Aku Yang Kau Buang
"Bagaimana, Dok? Apa yang terjadi sama majikan saya?" tanya seorang wanita paruh baya berdaster lusuh dengan segera begitu dokter yang memeriksa majikannya membuka tirai pemeriksaan.
Disusul seorang wanita muda dengan wajah pucat pasih berjalan tertatih-tatih. Bi Sari dengan segera membantu dan mendudukkannya di kursi bersebrangan dengan dokter wanita tersebut.
"Bagaimana, Dok?" ulangnya kembali bertanya.
Dokter tersebut tersenyum, menuliskan hasil pemeriksaan juga sebuah resep yang harus ditebus. Ia menumpuk kedua tangan penuh wibawa di atas meja, memandang kedua wanita berbeda usia di depannya yang tak sabar ingin segera mendengar hasil pemeriksaan tadi.
"Nyonya tidak apa-apa, ini adalah hal wajar yang biasa terjadi pada seorang wanita hamil di trimester pertama. Jadi, tidak ada yang perlu dirisaukan," ucapnya dengan sangat tenang dan mendayu seperti lagu Melayu tentang cinta.
Namun, respon kedua wanita di hadapannya, tidak seperti yang dia pikirkan. Sang majikan dan asistennya termangu dengan kedua bibir yang membentuk celah. Tak ada ekspresi hanya kelopak mata mereka saja yang terus berkedip tak berhenti.
"Ibu, Nyonya! Saya-"
"Apa, Dok? S-s-saya ha-hamil?" tanya wanita tersebut terbata dan hampir tersedak liurnya sendiri.

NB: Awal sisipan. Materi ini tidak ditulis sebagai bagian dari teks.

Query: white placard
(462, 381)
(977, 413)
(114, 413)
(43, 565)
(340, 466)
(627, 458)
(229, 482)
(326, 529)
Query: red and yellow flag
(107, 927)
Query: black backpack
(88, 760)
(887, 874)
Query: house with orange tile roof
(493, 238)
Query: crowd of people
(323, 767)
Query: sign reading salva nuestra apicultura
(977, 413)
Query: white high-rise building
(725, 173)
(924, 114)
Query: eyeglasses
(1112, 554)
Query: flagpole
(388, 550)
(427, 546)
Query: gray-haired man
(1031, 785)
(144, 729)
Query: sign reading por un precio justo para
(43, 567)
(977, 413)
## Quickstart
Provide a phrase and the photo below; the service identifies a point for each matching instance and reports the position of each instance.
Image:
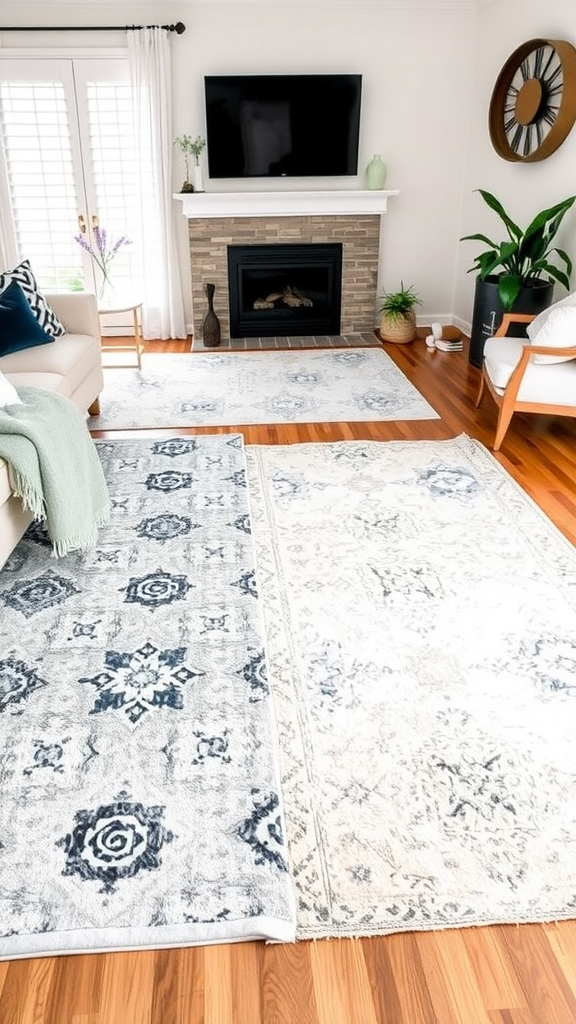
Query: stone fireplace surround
(219, 219)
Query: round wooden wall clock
(533, 105)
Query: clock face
(533, 104)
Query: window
(68, 128)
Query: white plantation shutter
(68, 135)
(42, 172)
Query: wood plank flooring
(493, 975)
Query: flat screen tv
(282, 125)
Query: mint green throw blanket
(54, 467)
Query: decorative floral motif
(211, 747)
(47, 756)
(174, 446)
(156, 589)
(453, 481)
(379, 401)
(352, 358)
(262, 832)
(303, 377)
(478, 788)
(247, 584)
(200, 406)
(140, 680)
(288, 406)
(17, 682)
(238, 478)
(170, 479)
(164, 527)
(32, 596)
(551, 662)
(114, 842)
(255, 673)
(242, 522)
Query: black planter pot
(487, 313)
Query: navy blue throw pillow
(18, 327)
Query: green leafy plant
(397, 305)
(190, 146)
(526, 256)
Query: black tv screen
(282, 125)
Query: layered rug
(140, 799)
(235, 388)
(365, 339)
(420, 617)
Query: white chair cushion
(560, 331)
(553, 384)
(537, 324)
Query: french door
(68, 133)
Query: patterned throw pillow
(18, 327)
(24, 275)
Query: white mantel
(283, 204)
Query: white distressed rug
(235, 388)
(420, 617)
(139, 786)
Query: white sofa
(71, 366)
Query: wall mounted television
(282, 125)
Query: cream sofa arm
(78, 311)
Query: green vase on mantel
(376, 172)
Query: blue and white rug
(420, 615)
(140, 801)
(236, 388)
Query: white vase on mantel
(197, 178)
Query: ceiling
(175, 7)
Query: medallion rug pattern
(140, 798)
(224, 389)
(420, 616)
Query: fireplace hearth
(285, 289)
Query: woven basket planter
(399, 329)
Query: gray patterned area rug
(138, 768)
(235, 388)
(420, 616)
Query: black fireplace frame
(326, 258)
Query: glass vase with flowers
(103, 248)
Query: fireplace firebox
(285, 290)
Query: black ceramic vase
(211, 327)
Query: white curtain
(8, 251)
(149, 54)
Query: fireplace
(351, 218)
(284, 290)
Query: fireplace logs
(289, 297)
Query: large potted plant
(399, 317)
(519, 273)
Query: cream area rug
(420, 619)
(235, 388)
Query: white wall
(523, 188)
(428, 68)
(416, 68)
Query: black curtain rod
(178, 28)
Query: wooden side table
(121, 306)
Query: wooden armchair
(527, 377)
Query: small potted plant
(192, 147)
(399, 318)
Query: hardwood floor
(492, 975)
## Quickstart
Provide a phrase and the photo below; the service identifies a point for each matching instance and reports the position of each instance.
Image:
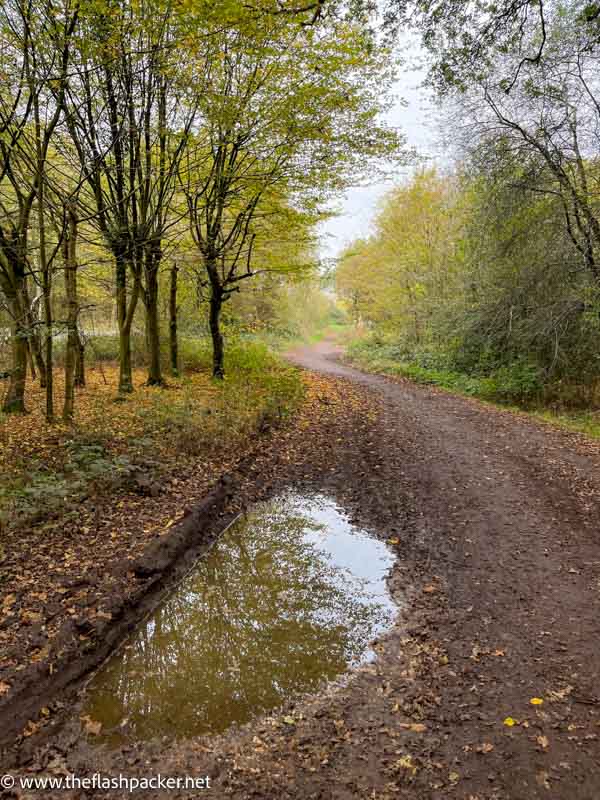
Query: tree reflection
(267, 614)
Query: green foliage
(41, 493)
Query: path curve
(507, 511)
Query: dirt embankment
(495, 520)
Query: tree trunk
(30, 360)
(216, 303)
(125, 314)
(80, 363)
(152, 326)
(47, 283)
(35, 345)
(14, 401)
(173, 341)
(70, 266)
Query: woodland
(481, 273)
(180, 345)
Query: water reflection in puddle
(290, 595)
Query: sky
(415, 117)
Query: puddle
(289, 596)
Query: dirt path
(495, 520)
(508, 513)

Dokter tersebut mengangguk dengan senyum kecil tersemat manis di bibir. Ada lesung pipi kecil di kedua sisinya, menambah manis sosoknya.
Ia berkata, "Usia kandungan Nyonya baru memasuki Minggu ketiga."
Wanita itu terperangah, rasa tak percaya, tapi teramat bahagia menjejali rongga dada. Ia menutup mulutnya dengan tangan, setetes air jatuh dari salah satu bagian matanya. Tangan yang lain ia gunakan mengusap perut yang masih sangat rata. Diliriknya si jabang bayi yang masih terbungkus kulit sang Ibu.
"Selamat, Non. Akhirnya Non hamil juga, Bibi sangat bersyukur sekali," ucap wanita paruh baya itu pada sang majikan.
"Iya, Bi. Alhamdulillah."
"Yah, seperti itulah seharusnya. Selamat, ya, Nyonya. Jangan stress, jangan banyak pikiran, makan makanan yang bergizi. Jika nanti ada mual dan muntah, jangan kaget. Itu hal wajar. Ini ada resep tolong tebus di farmasi, ya," ucap dokter tersebut sambil menyerahkan secarik kertas berisi tulisan tangannya.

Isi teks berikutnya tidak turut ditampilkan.